Above is the Jin Mao Building, the 3rd tallest building in Shanghai after SWFC and the Oriental Pearl Television Tower, as seen from the plaza outside SWFC. Next is the view from the observatory.
Getting up to the observatory was no small feat, but the designers made the journey interesting. There is a long corridor from the lobby to the elevator waiting area. The ceiling of the waiting area boasts a gigantic LED countdown clock that reports where the elevator is (height in meters). When the elevator is coming down, the numbers drop at an alarming rate. The journey inside the elevator is also a little spooky in a Star Trek sort of way, with moving lights demonstrating the speed at which you are traveling.
Delicious.
Not small.
Included kelp.
Pictures from the Huangpu River Tour:
Picture number 2 features the Pearl Television tower (spiky round thing), the SWFC in the back (with the keyhole at the top), and the seagull shaped restaurant on the waterfront at which we ate lunch.
As if all of that wouldn't have been enough to fill one day of tourism, we also spent time at a silk factory learning about worms and weaving and how much better silk is than other natural products. Did you know that the life cycle of a silk work from moth laying egg to egg turning into a cocoon (to make another moth) is only 45 days? We also learned that stronger silk is made from a "double cocoon." It turns out that if you put two silkworms in a small dark place together, such as a matchbox, they get fooled into thinking that they're already in a cocoon, so they spin one together. The silk from that cocoon can be used for making quilts, pajamas, skin cream, and even medical equipment.
We visited "Old Town", which is a group of restored buildings originally built about 400 years ago by a wealthy land owner who wanted to please his parents. The entire construction took over 20 years to complete, so his parents never lived to see the finished product. Since that time it has been run down and renovated several times over, and at one point was used by the army. Currently it is a sort of disturbing mix of beautiful historical buildings adorned with signs like "Starbucks" and "Esprit" and of course, "McDonalds." It spans several city blocks and is constantly so packed with people that you can hardly walk down the streets. Tourists and locals alike are there to shop and to sell.
Vanna led us to the end of the street and through a gate, and suddenly without warning we were in a beautiful, walled off garden area that had been saved from retail. Koi ponds, pagodas, bridges, statues, stone formations--all breathtaking.
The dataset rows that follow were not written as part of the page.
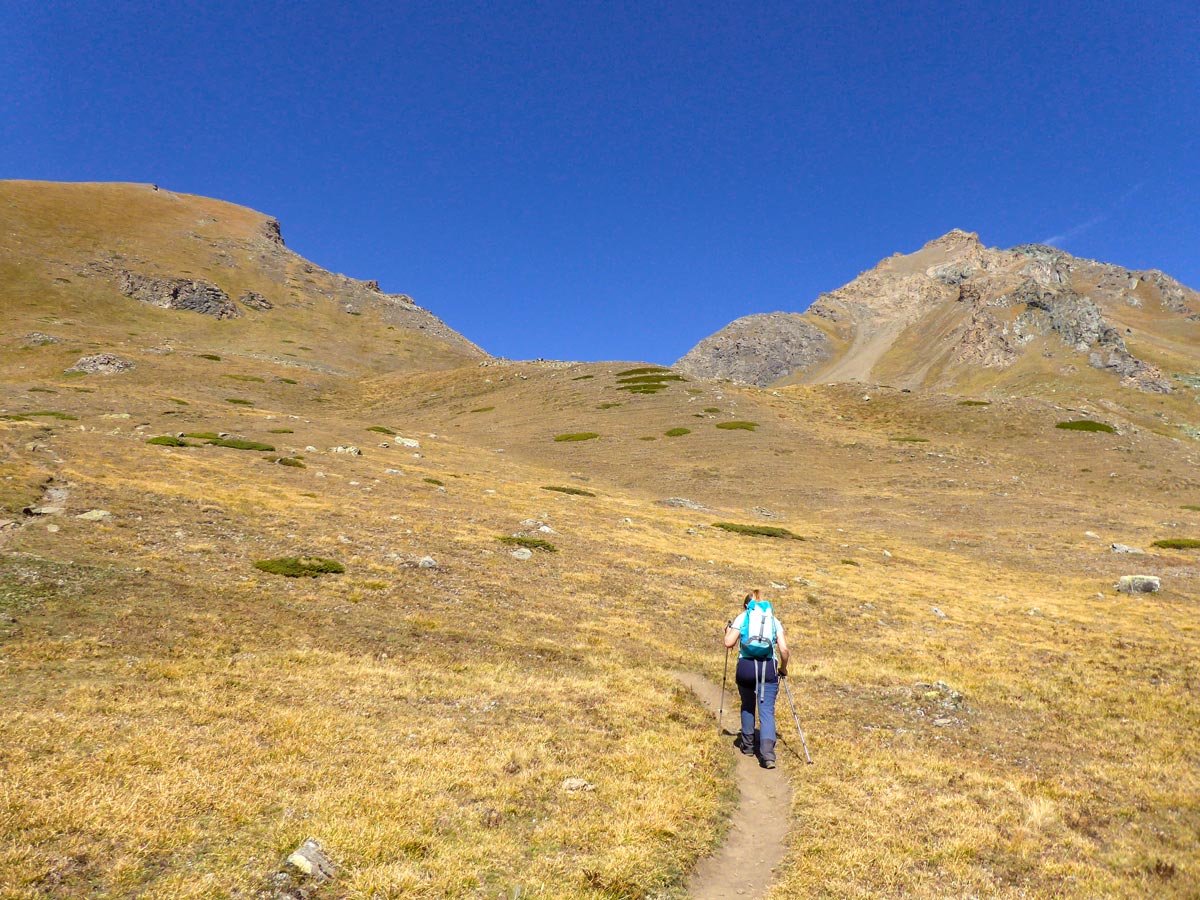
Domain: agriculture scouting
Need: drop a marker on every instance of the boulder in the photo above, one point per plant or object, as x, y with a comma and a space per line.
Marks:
102, 364
1139, 585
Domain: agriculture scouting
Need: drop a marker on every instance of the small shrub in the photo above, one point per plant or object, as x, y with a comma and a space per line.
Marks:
1086, 425
529, 543
300, 567
652, 379
643, 370
238, 444
1177, 544
575, 491
761, 531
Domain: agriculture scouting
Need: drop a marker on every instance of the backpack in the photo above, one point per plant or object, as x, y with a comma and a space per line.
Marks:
759, 630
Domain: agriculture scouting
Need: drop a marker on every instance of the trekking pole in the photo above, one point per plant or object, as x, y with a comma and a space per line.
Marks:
796, 719
720, 711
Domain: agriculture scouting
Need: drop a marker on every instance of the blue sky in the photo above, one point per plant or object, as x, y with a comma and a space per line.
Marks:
585, 180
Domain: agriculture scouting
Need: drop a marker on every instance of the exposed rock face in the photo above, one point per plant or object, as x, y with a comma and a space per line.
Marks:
757, 349
179, 294
102, 364
953, 307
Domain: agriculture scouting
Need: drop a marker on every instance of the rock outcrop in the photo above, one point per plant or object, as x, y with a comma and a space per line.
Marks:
759, 349
955, 307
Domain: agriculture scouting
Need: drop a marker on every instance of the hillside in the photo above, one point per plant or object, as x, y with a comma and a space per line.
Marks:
483, 705
959, 316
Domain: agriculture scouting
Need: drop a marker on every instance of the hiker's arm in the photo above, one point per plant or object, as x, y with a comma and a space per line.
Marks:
731, 637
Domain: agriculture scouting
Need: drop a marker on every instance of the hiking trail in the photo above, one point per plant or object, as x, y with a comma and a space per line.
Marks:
744, 865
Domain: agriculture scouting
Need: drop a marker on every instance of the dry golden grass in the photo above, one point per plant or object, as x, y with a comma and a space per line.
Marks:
177, 721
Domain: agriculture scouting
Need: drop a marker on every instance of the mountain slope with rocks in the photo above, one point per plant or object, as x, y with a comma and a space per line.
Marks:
957, 313
124, 252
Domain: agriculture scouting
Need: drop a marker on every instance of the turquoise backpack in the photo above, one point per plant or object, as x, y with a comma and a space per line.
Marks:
759, 630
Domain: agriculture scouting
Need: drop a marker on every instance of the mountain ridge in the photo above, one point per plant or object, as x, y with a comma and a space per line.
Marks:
953, 309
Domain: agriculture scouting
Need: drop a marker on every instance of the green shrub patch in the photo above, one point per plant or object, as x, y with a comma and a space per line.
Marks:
1086, 425
737, 426
238, 444
652, 379
643, 370
1177, 544
575, 491
529, 543
762, 531
300, 567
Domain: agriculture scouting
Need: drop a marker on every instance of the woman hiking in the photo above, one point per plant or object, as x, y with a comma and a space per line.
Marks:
760, 637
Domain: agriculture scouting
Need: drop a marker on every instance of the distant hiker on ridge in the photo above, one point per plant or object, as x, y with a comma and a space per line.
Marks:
759, 635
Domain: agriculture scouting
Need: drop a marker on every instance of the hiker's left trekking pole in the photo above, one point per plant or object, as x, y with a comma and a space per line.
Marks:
796, 719
720, 711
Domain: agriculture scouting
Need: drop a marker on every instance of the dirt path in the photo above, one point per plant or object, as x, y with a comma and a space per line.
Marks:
743, 867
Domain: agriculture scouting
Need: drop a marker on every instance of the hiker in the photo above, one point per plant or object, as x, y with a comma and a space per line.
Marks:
760, 636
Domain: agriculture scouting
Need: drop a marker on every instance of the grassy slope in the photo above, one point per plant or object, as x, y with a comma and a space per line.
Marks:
175, 712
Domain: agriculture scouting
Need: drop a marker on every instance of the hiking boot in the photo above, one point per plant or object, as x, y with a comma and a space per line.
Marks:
768, 754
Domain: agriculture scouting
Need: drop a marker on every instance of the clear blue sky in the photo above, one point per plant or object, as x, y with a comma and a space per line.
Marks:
585, 180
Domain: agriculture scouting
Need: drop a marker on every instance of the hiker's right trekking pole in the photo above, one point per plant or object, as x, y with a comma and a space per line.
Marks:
796, 719
720, 709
After fighting our way back through the pedestrian streets of Old Town, we got back in the van and fought our way through traffic to the Central Hotel for dinner. Driving in Shanghai--that is another topic entirely, and will be saved for another time. After another interesting dinner of local Shanghai delicacies (including black fungus and tiny shrimps complete with heads, tails, feet and eyes), we saw an acrobat show.
The acrobat show was a thoroughly made-for-tourists experience, complete with fancy lights, sparkly spandex costumes, obnoxious tourist audience who talked (and took pictures--can you imagine??) the whole time, and culminated in eight people driving motorcycles around the inside of a steel cage.
Still, you have to respect the timing and athleticism.
Here is a video:
(I tried to upload it, not sure if it works...)
On the final insane Mario Cart-like drive through the streets of Shanghai, under the elevated freeways backlit with flourescent blue lighting and along the river bank with all the skyscrapers doubling as laser light shows, the streets were packed with people and traffic. The ubiquitousness of the light effects gave it a Gotham-meets-the-Jetson's feel. With its elaborate architecture and sprawl of 20 million people, Shanghai is definitely the City of the Future.